You will want to be careful about considering which registers need to be saved and restored when implementing this. Present your reasoning in notes.txt.
Exercise 5.26 (page 564). For clarity, call this function (which the book calls factorial) fact-i (the "i" for "iterative"). Be sure to answer the questions in parts a and b.
Note that this exercise does not involve writing any code. You just have to experiment with the machine.
Exercise 5.27 (page 564). For clarity, call this function (which the book also calls factorial) fact-r (the "r" for "recursive").
Like the last exercise, this exercise does not involve writing any code. In both exercises, you should collect data at least for values of n from 1 through 5.
Exercise 5.28 (page 565). This requires changing some of the code in eceval.scm, but the book shows you exactly what to do. Add the code anywhere you want, just so long as it won't be "fallen into", and just leave the label ev-sequence for the new code commented out. Then to try the new code for this exercise, comment out the old label ev-sequence and uncomment the new one.

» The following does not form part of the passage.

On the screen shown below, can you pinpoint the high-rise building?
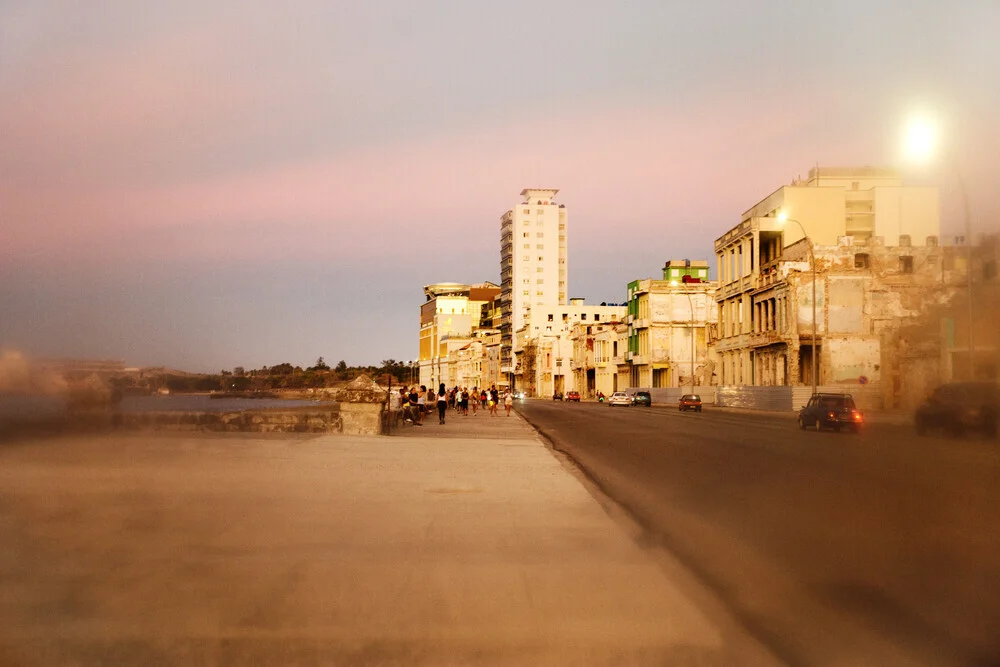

Please note that this problem is similar to the two previous ones combined, so you will need to report just as much data and just as many formulas as in those two problems combined.
Some more information about problems 3, 4 and 5:
You are asked to write some simple formulas. You have all taken algebra (and calculus, for that matter) and you should all know how to write a simple formula cleanly. For instance, suppose you come up with some expression such as
2(n-3) + 11
This is not what you want to write. You want to simplify this, so you
write
2n + 5
And you do not write
2*n + 5 !!! WRONG !!!
That's not mathematical notation. That is what you might write if you were
writing code in some computer language. But you are not writing code in some
computer language. You are writing an algebraic expression.
Please be careful about this.
The point of producing all these tables (there should be four of them) and formulas (there should actually be eight of them) is to learn something, not just produce some meaningless expressions. What do you observe from these results? Put your answers in notes.txt.